The numbers tell a story of the biggest military build-up in history. At peak production, Ford's Willow Run plant produced one B-24 Liberator bomber every 63 minutes. The sprawling facility was so far from Detroit that Ford built a special 27-mile highway, called the "Bomber Highway", to provide workers access to the plant, a road that would later become part of Interstate 94. The scale of operations was staggering in every dimension: the 12 Willow Run cafeterias, run by Edith Clark (listed in Ford personnel records as "E.M. Clark" to hide the fact that a woman was in charge), produced 42,000 meals daily, more than the entire Nazi army received. General Motors manufactured $12.3 billion worth of war material, including aircraft engines, tanks, trucks, and the amphibious DUKW "Duck" that would storm the beaches of Normandy. Chrysler built tanks at the Detroit Arsenal Tank Plant, while Packard produced Rolls-Royce Merlin engines for P-51 Mustang fighters.
This complete industrial conversion demonstrated something unprecedented: the automotive industry's manufacturing expertise, precision tooling, and mass production capabilities were directly transferable to military needs. The scale of the transformation was dramatic, in 1940 and 1941 the industry produced over 4 million vehicles, before civilian manufacturing ceased entirely in February 1942 and would not resume until July 1945. The assembly line techniques pioneered by Henry Ford two decades earlier now built the machines that would win a world war. The difference between WWI's chaotic mobilization and WWII's seamless transformation came down to preparation and planning. The Army Industrial College, established in 1924 specifically to study WWI's failures, spent twenty years developing strategies for future industrial conversion. Those two decades of careful study paid enormous dividends—WWII mobilization avoided the disorganization that had plagued the previous war, resulting in unprecedented production efficiency and output.
The war years fundamentally reshaped automotive design philosophy, though these changes wouldn't fully manifest until peace returned. Engineers and designers working on military vehicles gained experience with aerodynamics, lightweight materials, and functional efficiency that peacetime luxury had never demanded. The streamlined shapes necessary for aircraft found their way into automotive thinking. Aluminum and high-strength steel alloys developed for military applications waited in the wings for civilian use.

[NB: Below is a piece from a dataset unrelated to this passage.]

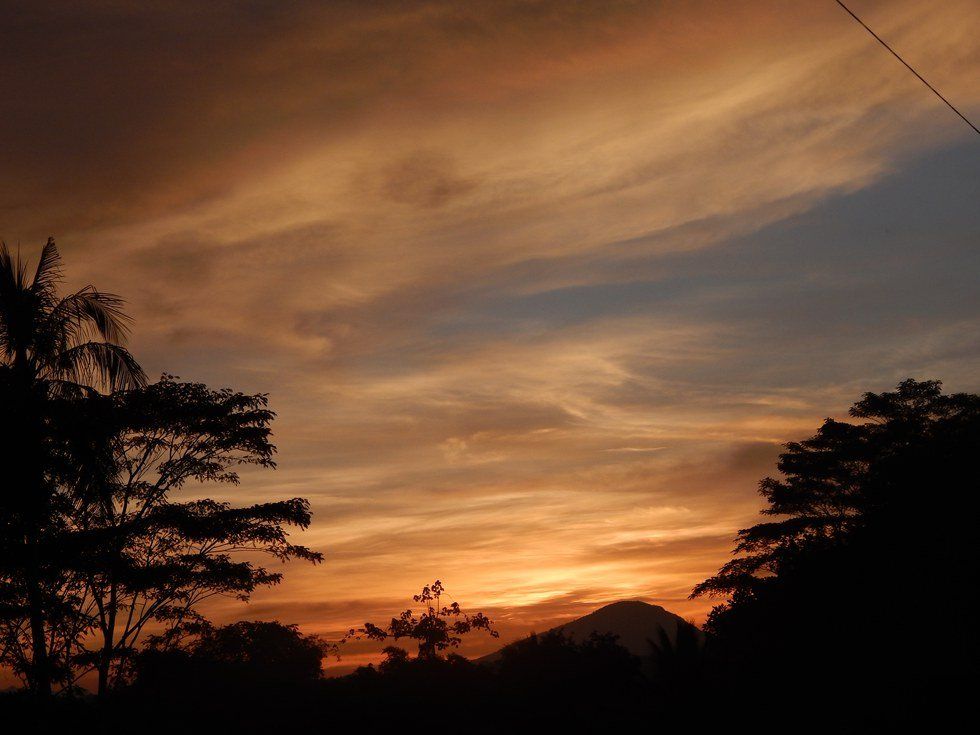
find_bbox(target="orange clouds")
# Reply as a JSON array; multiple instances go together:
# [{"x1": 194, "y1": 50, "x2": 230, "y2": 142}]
[{"x1": 0, "y1": 0, "x2": 980, "y2": 668}]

Perhaps more significantly, the war democratized technical knowledge. Millions of Americans, including vast numbers of women, learned mechanical skills in defense plants that would forever change their relationship with automobiles. The car was no longer mysterious; it was a machine to be understood, maintained, and even modified.
"Rosie the Riveter" wasn't just building bombers—she was assembling the confidence and capability that would reshape post-war society. In many ways, she represented the next evolutionary step from 1920, when women gained the right to vote. Political equality had opened the door, but economic independence through skilled industrial work pushed it wider. Women composed up to 65% of the workforce at some aviation plants, and their presence in automotive factories was nearly as significant. While many women left factory work after 1945, their wartime experience permanently altered assumptions about capability, independence, and mobility.
The United Auto Workers union, which had fought bitter battles for recognition in the 1930s, emerged from the war years with unprecedented power. The massive strikes of 1945-1946—particularly the 113-day GM strike—established new patterns of labor relations that would define the industry for decades. These labor agreements directly affected car prices, production schedules, and the economic bargain that would fuel post-war prosperity.
When civilian production resumed in late 1945, American automakers faced a market unlike any in history. Sixteen million new cars had been sold in the United States during the 1930s, but virtually none between 1942 and 1945. Millions of families had been saving money with nothing to buy. The pent-up demand was overwhelming.
Initially, manufacturers simply dusted off 1942 designs and started building. The 1946 models were essentially pre-war cars—the industry needed time to retool for genuinely new designs. But even these warmed-over sedans sold instantly, often at premiums above sticker price. Waiting lists stretched for months. A used car in good condition could sell for more than its original purchase price.
This was a seller's market beyond anything seen before or since, and it fundamentally reset consumer expectations. Before the war, buying a car meant negotiating, comparing, shopping around. Now it meant waiting, hoping, and feeling grateful when your name finally came up. The experience of scarcity would drive the abundance mentality of the 1950s.
The museum's 1940s vehicles tell this story in chrome and steel. The 1948 Chrysler Town & Country represents the immediate post-war period, when manufacturers began experimenting with new ideas—in this case, the "woody" wagon that bridged utilitarian and luxury markets. Its wood-bodied construction spoke to material shortages and traditional craftsmanship, even as its powerful inline-eight engine promised the performance hunger of the coming decade.